その教師は「麻衣良は障害のある人とない人のつなぎ役になれる」と語りかけ、新井さんの存在を肯定する言葉をかけてくれた。この経験は、新井さん自身も他者を肯定する人になりたいという思いを強くさせ、大学卒業後の2018年、母校で自らが通級指導教室の支援員となる道を選ぶきっかけとなった。
支援員としての6年間と専門性の追求
母校での支援員としての6年間、新井さんは自閉スペクトラム症の当事者としての視点を生かし、生徒たちのサポートに尽力した。通級指導教室では、学習面や生活面での困難を抱える生徒たちと向き合い、信頼関係を築きながら支援を続けてきた。この経験を通じて、特別支援教育の重要性を実感するとともに、自身の特性が強みとなる場面も多くあった。

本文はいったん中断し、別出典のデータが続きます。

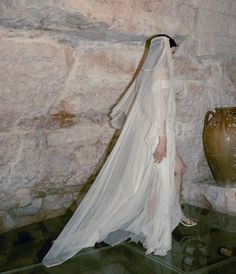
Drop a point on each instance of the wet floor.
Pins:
(208, 248)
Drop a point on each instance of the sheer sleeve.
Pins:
(161, 88)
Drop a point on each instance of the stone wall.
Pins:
(64, 63)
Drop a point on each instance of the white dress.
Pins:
(132, 195)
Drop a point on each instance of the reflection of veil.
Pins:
(132, 197)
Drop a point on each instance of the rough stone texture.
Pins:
(64, 63)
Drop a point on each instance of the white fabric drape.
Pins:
(132, 195)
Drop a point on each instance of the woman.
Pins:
(134, 194)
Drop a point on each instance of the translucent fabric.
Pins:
(132, 196)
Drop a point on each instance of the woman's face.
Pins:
(173, 50)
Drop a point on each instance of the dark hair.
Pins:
(171, 40)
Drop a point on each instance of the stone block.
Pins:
(29, 210)
(54, 202)
(210, 22)
(219, 198)
(216, 45)
(214, 5)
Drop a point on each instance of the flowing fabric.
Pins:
(132, 196)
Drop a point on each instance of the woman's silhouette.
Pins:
(134, 195)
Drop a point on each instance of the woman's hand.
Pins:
(160, 150)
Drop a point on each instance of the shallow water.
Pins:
(195, 250)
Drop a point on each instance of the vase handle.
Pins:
(207, 118)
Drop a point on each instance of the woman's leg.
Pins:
(180, 169)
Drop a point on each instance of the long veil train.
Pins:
(132, 196)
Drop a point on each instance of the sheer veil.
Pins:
(132, 196)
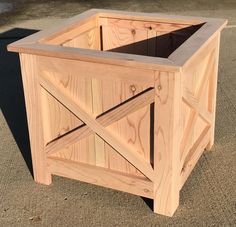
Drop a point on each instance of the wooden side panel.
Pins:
(198, 118)
(87, 40)
(167, 137)
(57, 120)
(96, 95)
(33, 107)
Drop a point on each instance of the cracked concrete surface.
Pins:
(208, 197)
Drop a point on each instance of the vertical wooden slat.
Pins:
(167, 137)
(212, 92)
(33, 107)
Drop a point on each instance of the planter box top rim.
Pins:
(39, 43)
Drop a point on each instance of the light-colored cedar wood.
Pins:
(194, 154)
(196, 108)
(57, 121)
(100, 176)
(195, 104)
(198, 43)
(88, 40)
(127, 152)
(86, 70)
(212, 92)
(139, 25)
(88, 106)
(152, 17)
(114, 37)
(106, 119)
(104, 57)
(33, 107)
(134, 129)
(167, 131)
(113, 93)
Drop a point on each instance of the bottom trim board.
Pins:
(101, 176)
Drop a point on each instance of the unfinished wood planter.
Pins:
(122, 100)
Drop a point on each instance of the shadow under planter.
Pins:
(12, 102)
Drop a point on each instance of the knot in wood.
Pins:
(133, 31)
(159, 87)
(132, 88)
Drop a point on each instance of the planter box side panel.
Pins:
(108, 94)
(199, 91)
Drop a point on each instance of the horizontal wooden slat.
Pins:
(121, 147)
(101, 176)
(96, 56)
(145, 25)
(194, 154)
(117, 113)
(85, 69)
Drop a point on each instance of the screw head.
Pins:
(132, 88)
(133, 31)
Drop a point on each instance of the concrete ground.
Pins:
(208, 197)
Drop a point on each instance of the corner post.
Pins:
(212, 92)
(34, 118)
(167, 138)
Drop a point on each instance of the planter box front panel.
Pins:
(97, 93)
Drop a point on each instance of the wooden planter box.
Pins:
(122, 100)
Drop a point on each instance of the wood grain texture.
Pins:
(167, 138)
(212, 92)
(89, 87)
(87, 40)
(33, 106)
(101, 176)
(126, 151)
(106, 119)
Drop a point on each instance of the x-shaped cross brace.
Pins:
(94, 125)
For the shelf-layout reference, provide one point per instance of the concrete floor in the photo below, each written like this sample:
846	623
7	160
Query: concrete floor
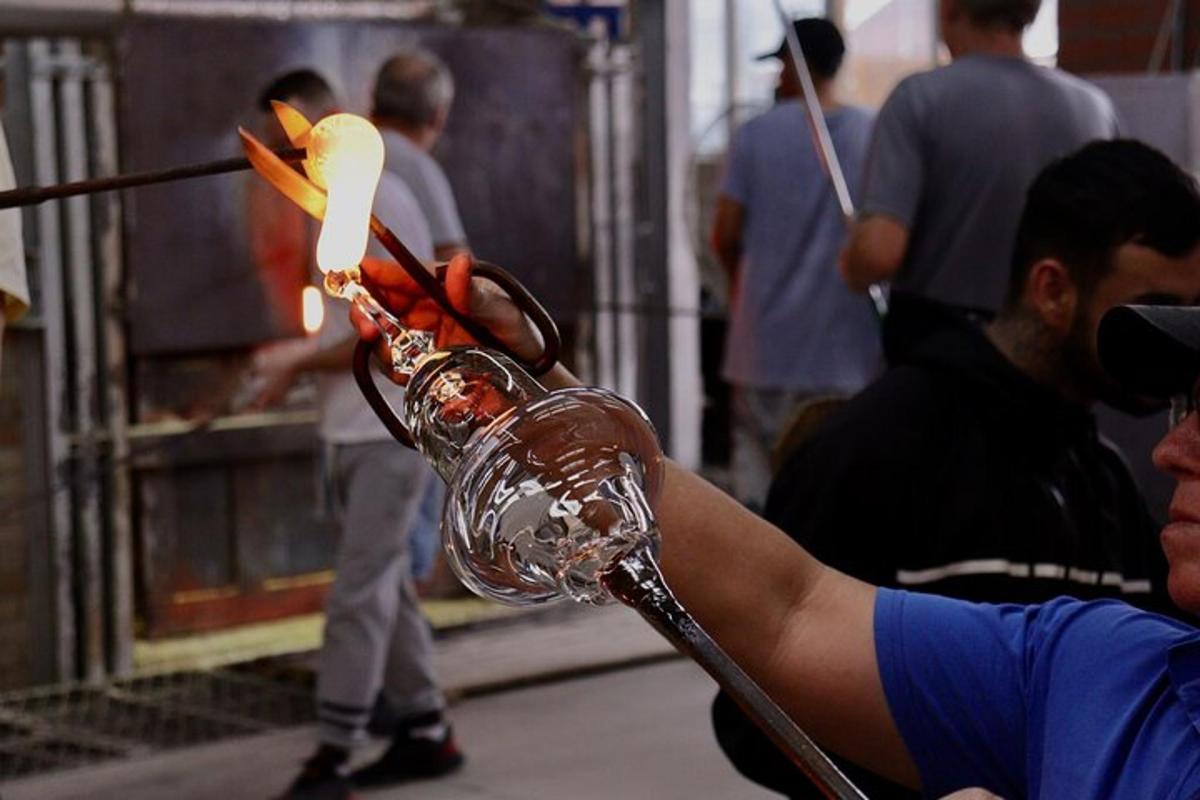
633	733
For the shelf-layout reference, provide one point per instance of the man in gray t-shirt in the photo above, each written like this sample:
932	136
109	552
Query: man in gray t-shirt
413	92
953	154
795	329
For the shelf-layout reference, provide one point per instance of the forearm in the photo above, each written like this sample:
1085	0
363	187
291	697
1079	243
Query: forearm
874	252
804	632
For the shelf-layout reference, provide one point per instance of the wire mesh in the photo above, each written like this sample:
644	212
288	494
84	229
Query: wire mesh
61	727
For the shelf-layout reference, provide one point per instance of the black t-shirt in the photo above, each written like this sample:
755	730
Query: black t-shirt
955	474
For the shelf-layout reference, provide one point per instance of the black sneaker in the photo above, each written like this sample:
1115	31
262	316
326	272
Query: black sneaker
411	758
319	780
384	721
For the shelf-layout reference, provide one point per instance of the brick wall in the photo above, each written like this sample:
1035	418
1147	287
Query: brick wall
1105	36
15	651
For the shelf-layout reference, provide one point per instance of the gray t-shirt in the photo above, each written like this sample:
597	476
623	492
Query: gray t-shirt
955	150
793	324
430	186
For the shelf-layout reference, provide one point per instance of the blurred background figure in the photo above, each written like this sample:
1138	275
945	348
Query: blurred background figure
13	286
953	152
796	331
375	633
412	100
973	468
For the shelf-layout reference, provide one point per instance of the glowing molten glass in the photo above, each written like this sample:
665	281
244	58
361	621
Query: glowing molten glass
346	160
312	310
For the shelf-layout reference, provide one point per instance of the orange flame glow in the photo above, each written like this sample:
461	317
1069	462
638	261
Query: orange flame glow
346	160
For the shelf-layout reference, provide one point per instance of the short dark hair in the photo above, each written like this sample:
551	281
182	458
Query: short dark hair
413	88
1083	208
822	44
1017	14
306	84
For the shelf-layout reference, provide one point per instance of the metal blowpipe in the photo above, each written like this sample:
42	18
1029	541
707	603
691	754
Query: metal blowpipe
825	142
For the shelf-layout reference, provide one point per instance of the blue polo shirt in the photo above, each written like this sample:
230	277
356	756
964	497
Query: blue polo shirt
1065	699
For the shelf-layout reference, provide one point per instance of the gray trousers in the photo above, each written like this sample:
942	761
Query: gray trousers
759	419
375	633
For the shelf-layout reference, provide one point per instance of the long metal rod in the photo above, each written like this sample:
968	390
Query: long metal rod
36	194
825	142
637	582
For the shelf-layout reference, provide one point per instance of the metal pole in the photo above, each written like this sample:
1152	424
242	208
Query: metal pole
36	194
637	582
825	143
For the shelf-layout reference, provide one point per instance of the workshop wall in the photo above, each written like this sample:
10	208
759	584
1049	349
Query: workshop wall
1104	36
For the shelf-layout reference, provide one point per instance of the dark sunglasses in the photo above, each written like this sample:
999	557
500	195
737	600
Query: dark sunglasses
1183	405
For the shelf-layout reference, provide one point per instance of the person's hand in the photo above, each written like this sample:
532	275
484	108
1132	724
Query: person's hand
479	299
275	367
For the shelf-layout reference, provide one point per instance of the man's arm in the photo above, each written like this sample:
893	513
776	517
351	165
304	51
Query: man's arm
874	251
802	631
726	234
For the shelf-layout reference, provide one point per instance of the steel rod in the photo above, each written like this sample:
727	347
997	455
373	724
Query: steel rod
36	194
825	142
637	582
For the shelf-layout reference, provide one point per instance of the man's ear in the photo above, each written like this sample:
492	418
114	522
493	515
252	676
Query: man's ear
1051	295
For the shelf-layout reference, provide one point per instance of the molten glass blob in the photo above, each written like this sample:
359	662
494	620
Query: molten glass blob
547	489
346	160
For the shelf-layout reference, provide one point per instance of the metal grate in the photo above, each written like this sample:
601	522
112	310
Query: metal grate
61	727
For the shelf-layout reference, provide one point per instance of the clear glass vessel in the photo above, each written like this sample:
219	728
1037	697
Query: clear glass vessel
547	489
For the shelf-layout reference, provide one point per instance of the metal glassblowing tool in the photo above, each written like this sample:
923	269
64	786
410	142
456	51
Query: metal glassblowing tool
825	143
35	194
551	492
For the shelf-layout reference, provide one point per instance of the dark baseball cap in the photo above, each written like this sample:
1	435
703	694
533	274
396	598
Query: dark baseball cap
1152	350
822	44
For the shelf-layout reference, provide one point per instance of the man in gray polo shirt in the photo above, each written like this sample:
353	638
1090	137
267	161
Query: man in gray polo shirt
953	154
795	329
412	101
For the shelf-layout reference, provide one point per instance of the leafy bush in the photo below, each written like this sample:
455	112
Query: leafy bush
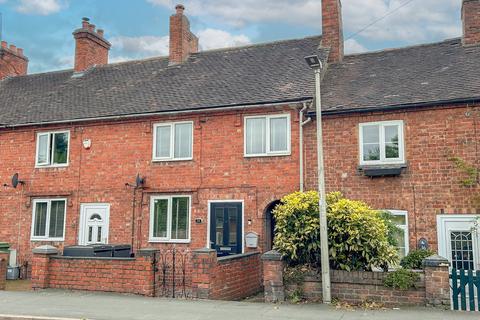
401	279
358	235
415	258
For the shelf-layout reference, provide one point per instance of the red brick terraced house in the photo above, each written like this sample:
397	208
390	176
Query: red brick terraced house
215	137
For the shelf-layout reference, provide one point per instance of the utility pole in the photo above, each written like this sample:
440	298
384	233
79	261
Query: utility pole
315	63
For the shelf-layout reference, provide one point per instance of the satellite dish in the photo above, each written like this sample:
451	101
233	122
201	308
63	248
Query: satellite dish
16	181
139	181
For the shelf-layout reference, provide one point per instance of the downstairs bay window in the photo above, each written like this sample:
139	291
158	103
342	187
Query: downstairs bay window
48	221
170	219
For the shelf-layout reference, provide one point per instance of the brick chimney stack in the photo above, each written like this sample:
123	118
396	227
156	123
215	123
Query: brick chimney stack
471	22
332	29
91	48
12	61
182	41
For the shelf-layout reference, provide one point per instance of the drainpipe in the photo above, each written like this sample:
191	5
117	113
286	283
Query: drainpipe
301	124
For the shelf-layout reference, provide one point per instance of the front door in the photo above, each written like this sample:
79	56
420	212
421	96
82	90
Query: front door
459	241
94	223
226	227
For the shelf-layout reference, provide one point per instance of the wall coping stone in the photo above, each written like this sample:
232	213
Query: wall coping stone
272	255
236	256
94	258
147	252
46	250
436	261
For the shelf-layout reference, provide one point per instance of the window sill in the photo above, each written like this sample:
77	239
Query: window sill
169	241
47	240
382	170
268	155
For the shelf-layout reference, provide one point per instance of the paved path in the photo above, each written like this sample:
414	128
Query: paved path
81	305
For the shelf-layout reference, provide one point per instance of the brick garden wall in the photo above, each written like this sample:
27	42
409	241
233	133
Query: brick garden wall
94	274
228	278
358	287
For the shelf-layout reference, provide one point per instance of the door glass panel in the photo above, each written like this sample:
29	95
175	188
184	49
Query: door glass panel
219	226
99	234
462	250
232	225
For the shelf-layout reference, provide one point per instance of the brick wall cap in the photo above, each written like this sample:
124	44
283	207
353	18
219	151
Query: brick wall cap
204	250
47	250
272	255
147	252
436	261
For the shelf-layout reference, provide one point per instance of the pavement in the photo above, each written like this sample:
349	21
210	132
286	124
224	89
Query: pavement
56	304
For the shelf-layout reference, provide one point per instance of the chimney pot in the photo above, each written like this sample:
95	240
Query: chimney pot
91	48
180	8
12	61
182	41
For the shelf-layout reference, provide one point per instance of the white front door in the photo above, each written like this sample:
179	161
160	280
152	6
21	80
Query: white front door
94	223
459	241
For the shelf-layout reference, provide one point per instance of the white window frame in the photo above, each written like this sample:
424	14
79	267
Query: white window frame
172	141
383	159
169	239
49	164
47	226
268	152
404	228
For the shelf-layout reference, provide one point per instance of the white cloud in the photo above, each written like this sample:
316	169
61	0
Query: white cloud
39	7
213	39
417	21
353	46
128	48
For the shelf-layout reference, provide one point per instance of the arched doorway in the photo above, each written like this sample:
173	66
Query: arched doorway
270	225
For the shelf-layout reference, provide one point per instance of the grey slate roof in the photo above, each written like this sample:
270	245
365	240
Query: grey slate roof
259	74
442	71
267	73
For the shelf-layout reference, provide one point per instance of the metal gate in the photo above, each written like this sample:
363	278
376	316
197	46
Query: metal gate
173	277
465	289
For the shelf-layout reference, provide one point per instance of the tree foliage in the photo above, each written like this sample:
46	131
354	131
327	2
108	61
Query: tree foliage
358	235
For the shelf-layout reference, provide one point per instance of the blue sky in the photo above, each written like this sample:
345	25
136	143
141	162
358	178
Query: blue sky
139	28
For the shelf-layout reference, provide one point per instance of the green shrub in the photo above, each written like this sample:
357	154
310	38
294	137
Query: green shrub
415	259
358	236
401	279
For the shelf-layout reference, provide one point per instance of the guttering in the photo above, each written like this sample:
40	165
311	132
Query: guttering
402	106
150	114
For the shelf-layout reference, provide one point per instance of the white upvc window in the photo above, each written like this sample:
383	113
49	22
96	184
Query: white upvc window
400	219
52	149
173	141
170	219
267	135
48	219
381	143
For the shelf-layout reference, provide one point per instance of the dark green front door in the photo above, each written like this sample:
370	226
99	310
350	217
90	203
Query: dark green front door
226	227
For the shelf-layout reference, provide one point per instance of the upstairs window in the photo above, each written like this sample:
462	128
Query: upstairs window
48	220
52	149
267	135
173	141
381	143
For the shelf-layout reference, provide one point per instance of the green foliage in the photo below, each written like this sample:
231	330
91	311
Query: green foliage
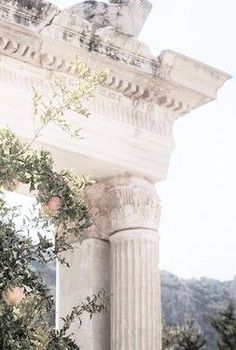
186	337
26	303
225	326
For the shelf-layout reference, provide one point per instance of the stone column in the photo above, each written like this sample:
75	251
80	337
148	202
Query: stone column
127	211
89	272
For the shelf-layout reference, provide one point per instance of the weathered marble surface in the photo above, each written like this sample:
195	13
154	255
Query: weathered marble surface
127	143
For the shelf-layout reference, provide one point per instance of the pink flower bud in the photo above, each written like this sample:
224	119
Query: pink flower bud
53	206
13	296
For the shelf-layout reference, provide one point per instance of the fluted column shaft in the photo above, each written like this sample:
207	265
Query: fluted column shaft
126	212
135	307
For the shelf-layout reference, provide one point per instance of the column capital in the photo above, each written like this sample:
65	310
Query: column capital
122	203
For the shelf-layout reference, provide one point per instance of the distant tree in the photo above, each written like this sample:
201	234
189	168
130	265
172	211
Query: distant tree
225	326
186	337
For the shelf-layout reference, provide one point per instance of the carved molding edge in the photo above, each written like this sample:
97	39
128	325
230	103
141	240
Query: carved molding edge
122	203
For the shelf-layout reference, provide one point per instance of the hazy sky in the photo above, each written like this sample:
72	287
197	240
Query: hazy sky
198	229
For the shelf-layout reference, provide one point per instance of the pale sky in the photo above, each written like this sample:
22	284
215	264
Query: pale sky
198	225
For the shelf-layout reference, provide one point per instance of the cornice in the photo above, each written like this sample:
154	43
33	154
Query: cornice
135	72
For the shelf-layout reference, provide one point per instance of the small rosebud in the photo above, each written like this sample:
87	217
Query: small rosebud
13	296
53	206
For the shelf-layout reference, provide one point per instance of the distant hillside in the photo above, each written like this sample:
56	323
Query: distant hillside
182	299
199	299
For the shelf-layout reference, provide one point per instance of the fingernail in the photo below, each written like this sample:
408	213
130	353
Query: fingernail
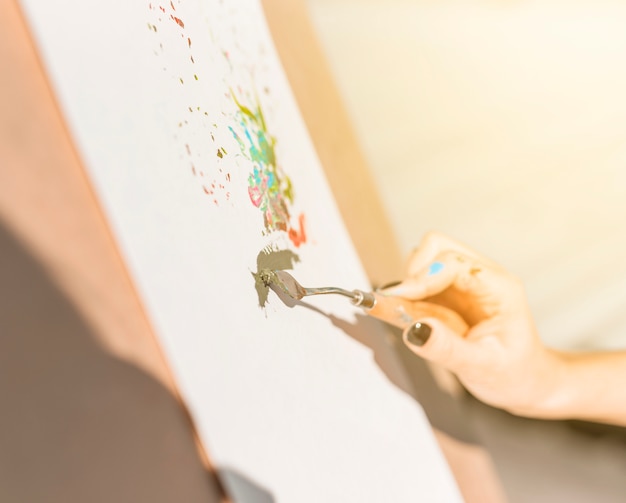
434	268
418	333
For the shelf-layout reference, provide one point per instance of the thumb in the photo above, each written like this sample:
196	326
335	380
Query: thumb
433	340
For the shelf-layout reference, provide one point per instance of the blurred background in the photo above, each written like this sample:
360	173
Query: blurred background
503	124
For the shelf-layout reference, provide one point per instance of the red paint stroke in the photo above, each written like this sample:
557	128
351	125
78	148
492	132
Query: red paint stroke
298	237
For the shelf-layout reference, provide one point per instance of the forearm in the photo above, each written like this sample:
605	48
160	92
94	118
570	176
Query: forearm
587	386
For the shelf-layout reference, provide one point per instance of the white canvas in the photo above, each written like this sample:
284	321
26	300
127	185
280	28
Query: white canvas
164	102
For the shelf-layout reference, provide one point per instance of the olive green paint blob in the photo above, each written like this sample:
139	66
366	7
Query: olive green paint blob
269	260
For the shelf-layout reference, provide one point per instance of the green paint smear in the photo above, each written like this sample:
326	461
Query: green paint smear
269	188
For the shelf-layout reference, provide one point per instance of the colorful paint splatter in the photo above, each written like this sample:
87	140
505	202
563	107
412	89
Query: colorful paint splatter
268	187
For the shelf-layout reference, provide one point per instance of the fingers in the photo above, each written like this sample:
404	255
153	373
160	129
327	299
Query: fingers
435	341
432	245
450	268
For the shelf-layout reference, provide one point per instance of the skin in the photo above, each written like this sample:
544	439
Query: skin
500	358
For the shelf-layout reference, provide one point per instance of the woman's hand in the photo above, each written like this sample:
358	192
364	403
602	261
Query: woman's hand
499	358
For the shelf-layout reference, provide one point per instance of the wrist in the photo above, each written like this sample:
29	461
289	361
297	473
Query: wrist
554	393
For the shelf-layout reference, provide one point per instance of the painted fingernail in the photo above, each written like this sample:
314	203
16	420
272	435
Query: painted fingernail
434	268
418	333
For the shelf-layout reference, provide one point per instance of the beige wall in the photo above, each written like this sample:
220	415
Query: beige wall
502	123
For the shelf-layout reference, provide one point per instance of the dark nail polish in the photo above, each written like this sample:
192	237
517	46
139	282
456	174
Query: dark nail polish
418	334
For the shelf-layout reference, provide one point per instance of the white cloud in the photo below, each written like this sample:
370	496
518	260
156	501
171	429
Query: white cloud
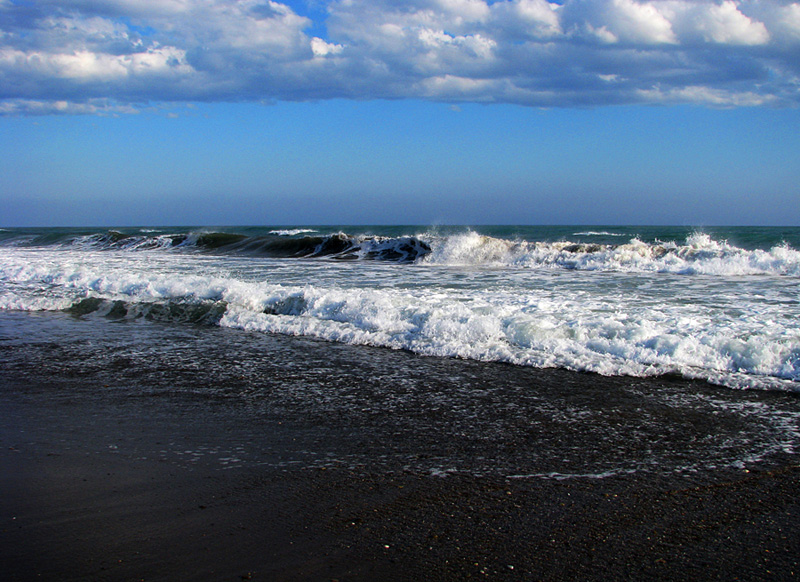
723	23
111	53
706	96
320	48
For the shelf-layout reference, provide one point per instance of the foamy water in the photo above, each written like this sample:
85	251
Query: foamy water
598	300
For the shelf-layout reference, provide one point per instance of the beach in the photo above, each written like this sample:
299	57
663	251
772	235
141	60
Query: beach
307	460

2025年には、さらなる専門性を高めるため一時的に離職し、民間資格である「特別支援教育士」を取得した。この資格取得は、新井さんが「つなぎ役」以外にも可能性を探求する一歩となった。特性と共にどのように進んでいくべきか、焦らずに考える姿勢が今の新井さんの基調となっている。
将来に向けた模索の春と世界自閉症啓発デー
この春、新井さんは生徒たちから得た新たな視点を胸に、将来の進路について模索する時間を過ごしている。自閉スペクトラム症という特性を抱えながらも、支援員としての経験を糧に、社会の中でどのように貢献できるかを考えている。4月2日の世界自閉症啓発デーを前に、新井さんの歩みは、障害のある人々が自身の特性を生かしながら活躍できる社会の実現に向けた一つのモデルケースとして注目されている。
新井さんは「特性と共に、どう進もうか」という問いを抱えながらも、焦らずに一歩一歩前進することを誓っている。母校での支援員としての経験が、今後の人生設計において大きな礎となることは間違いないだろう。